Eddie Glaude Jr., associate professor of religion at Princeton, will moderate the forum. Panelists will include: Devon Carbado, professor of law at the University of California-Los Angeles; Michael Eric Dyson, who earned a Ph.D. in religion from Princeton in 1993 and is the Avalon Foundation Professor in the Humanities and professor of African-American and religious studies at the University of Pennsylvania; Diane McWhorter, journalist and author of the 2002 Pulitzer Prize winning book, "Carry Me Home: Birmingham, Alabama -- The Climatic Battle of the Civil Rights Revolution"; and Zoharah Simmons, assistant professor of religion at the University of Florida, who worked on voter registration and desegregation activities in the South during the 1960s.
The discussion is sponsored by the Woodrow Wilson School of Public and International Affairs and the Program in African-American Studies.
The Triangle Club, featuring its signature all-male kickline, will present its 113th annual show at 8 p.m. Friday and Saturday, Nov. 14-15, and at 2 p.m. Sunday, Nov. 16, at the McCarter Theatre Center. This year's musical revue, "For Love or Funny," takes on reality TV. For ticket information, call 258-2787 or visit <www.mccarter.org>.
Gala University opening of Roger S. Berlind Theatre features 'Big Love'
The Program in Theater and Dance will present Charles Mee's critically acclaimed comedy, "Big Love," as the gala University opening of the Roger S. Berlind Theatre at 8 p.m. Friday through Sunday, Nov. 14-16, and Thursday through Saturday, Nov. 20-22.
Faculty member Davis McCallum will direct the New Jersey premiere of this play, which won a special citation at the 2001-02 Obie Awards.
Inspired by what some believe to be the earliest surviving play in Western literature, Aeschylus' "The Suppliant Women," "Big Love" tells the story of 50 sisters who flee an arranged marriage to their 50 cousins. The production uses spectacle and text, music and movement to tell a story that is part romance, part gender war and part exploration of what it is to be a man and a woman in today's world.
"Charles Mee has the uncanny ability to blend various disciplines such as poetry, sculpture, music, choreography, performance art and physical schtick," McCallum said. "For a director and actors, he offers a canvas on which to create a mind-boggling theatrical event -- tragic at one moment, farcical the next."

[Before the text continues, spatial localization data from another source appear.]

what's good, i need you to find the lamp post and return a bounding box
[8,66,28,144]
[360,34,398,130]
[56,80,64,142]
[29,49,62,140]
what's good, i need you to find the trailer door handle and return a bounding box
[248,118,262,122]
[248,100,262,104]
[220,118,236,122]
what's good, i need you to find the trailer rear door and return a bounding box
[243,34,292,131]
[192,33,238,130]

The Roger S. Berlind Theatre, the dynamic new performance space at McCarter Theatre Center, is named after the distinguished Broadway producer and 1952 Princeton alumnus. The building, designed by renowned theater architect Hugh Hardy, a 1954 alumnus, is a shared venue of the Program in Theater and Dance and McCarter Theatre.
For ticket information, call the box office at 258-2787 or visit <www.mccarter.org>.

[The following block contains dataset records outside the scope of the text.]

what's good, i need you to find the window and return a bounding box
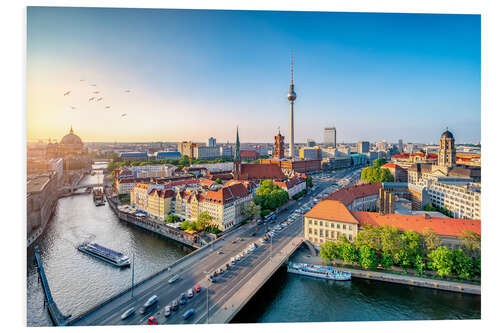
[309,228,312,234]
[314,229,317,235]
[319,221,323,226]
[325,230,329,238]
[349,225,352,231]
[343,224,346,230]
[314,221,318,226]
[349,234,352,241]
[337,223,341,229]
[320,229,323,236]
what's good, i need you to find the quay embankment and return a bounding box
[292,248,480,295]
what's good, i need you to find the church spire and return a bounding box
[69,125,74,134]
[234,126,241,162]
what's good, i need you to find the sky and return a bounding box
[27,7,481,144]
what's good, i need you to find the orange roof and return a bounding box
[381,163,398,169]
[304,200,359,224]
[352,211,480,237]
[325,183,382,206]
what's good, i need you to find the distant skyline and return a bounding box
[27,7,480,144]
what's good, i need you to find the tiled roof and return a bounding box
[352,211,480,237]
[202,182,250,204]
[381,163,399,169]
[238,163,286,180]
[324,182,382,206]
[304,200,359,224]
[149,189,176,198]
[273,176,304,190]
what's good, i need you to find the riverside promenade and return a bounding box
[292,249,480,295]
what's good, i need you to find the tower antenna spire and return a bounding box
[290,49,294,85]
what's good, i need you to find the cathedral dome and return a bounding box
[60,126,83,145]
[441,129,454,139]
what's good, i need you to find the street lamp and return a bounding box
[131,253,135,298]
[203,270,211,324]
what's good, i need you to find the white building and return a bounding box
[126,164,176,178]
[194,145,220,160]
[426,178,481,219]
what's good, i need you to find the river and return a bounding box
[27,164,480,326]
[26,163,189,326]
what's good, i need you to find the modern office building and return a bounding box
[208,137,216,148]
[398,139,403,153]
[357,141,369,153]
[119,152,148,161]
[306,139,317,147]
[194,145,220,160]
[324,127,336,147]
[154,151,182,160]
[299,147,321,160]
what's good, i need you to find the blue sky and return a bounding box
[27,7,480,144]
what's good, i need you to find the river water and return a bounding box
[26,164,188,326]
[27,164,480,326]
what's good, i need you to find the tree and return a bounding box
[380,253,394,269]
[166,214,181,223]
[242,201,261,220]
[373,158,387,168]
[414,254,426,276]
[459,230,481,257]
[306,176,313,188]
[361,166,394,183]
[395,230,423,268]
[428,246,454,277]
[422,228,441,253]
[195,211,213,232]
[452,249,474,280]
[337,236,358,264]
[320,241,338,263]
[180,220,194,231]
[423,204,437,212]
[215,178,222,184]
[254,180,289,211]
[358,245,378,269]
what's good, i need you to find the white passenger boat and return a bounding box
[287,262,351,281]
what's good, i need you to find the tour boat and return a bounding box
[287,262,351,281]
[78,242,130,267]
[93,188,105,206]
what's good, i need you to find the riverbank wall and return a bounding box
[292,248,480,295]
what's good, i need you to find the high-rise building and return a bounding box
[358,141,369,153]
[273,130,285,159]
[398,139,403,153]
[287,51,297,159]
[208,137,216,147]
[324,127,336,147]
[306,139,316,147]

Exhibition in Frist honors Gesner
An exhibition in memory of Princeton alumnus and composer Clark Gesner is on display in the main gallery of the Frist Campus Center through Sunday, Nov. 16.
The display, "Happiness Is Honoring Clark Gesner '60," honors Gesner, longtime member, supporter and trustee of the Triangle Club, who created the musical, "You're a Good Man, Charlie Brown." He died in August 2002. It coincides with the club's 113th annual production playing at the McCarter Theatre Center Nov. 14-16 (see photo on page 4).

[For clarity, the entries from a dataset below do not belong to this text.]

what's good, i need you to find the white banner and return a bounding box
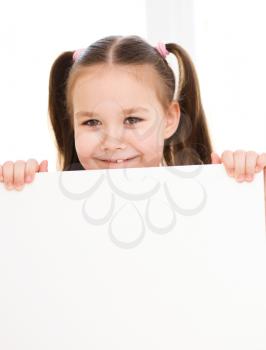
[0,164,265,349]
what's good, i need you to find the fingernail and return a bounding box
[237,175,244,181]
[255,166,260,172]
[25,176,32,183]
[246,174,253,181]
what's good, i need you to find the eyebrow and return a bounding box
[75,107,149,119]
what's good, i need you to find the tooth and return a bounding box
[103,159,128,163]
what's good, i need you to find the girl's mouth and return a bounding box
[96,156,139,166]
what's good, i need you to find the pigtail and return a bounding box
[48,51,83,171]
[163,43,214,165]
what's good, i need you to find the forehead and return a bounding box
[71,64,162,112]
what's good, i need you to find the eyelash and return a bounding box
[82,116,144,128]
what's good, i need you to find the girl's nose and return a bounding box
[100,127,126,151]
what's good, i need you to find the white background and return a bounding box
[0,0,265,171]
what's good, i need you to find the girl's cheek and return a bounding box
[74,132,98,162]
[132,129,164,166]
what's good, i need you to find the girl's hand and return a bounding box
[0,159,48,191]
[211,150,266,182]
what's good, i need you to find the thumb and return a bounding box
[39,160,48,172]
[211,152,221,164]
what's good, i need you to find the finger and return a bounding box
[38,160,48,172]
[2,161,14,190]
[221,150,234,177]
[245,151,258,181]
[25,159,39,183]
[256,152,266,172]
[264,168,266,194]
[233,150,246,181]
[0,165,3,182]
[14,160,27,190]
[211,152,221,164]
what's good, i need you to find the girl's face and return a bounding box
[72,64,180,170]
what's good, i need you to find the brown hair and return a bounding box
[48,35,213,171]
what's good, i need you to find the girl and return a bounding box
[0,35,265,216]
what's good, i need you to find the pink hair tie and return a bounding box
[155,42,169,58]
[73,48,86,61]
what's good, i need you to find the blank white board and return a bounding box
[0,164,265,349]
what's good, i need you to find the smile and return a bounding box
[96,156,139,165]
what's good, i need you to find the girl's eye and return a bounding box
[82,119,100,127]
[124,116,143,125]
[82,116,143,128]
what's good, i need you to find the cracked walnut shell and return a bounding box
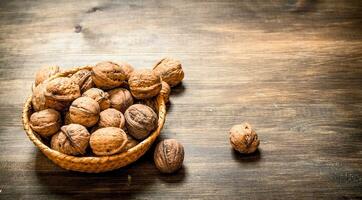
[51,124,90,156]
[69,97,100,127]
[30,109,61,138]
[90,127,128,156]
[153,57,184,87]
[98,108,125,130]
[154,139,184,173]
[229,122,260,154]
[124,104,158,140]
[34,66,60,86]
[82,88,110,111]
[128,69,162,99]
[91,61,127,89]
[108,88,133,113]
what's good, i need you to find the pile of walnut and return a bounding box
[30,58,184,173]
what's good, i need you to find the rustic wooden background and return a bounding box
[0,0,362,199]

In collaboration with staff from the Seeley G. Mudd Manuscript Library, members of the Triangle Club have assembled materials from Gesner's personal and professional papers, which were donated by his family to the library. The display focuses on Gesner's contributions to the Triangle Club as a member and as unofficial archivist of Triangle memorabilia. It also includes historical materials from "You're a Good Man, Charlie Brown," which was performed on and off Broadway.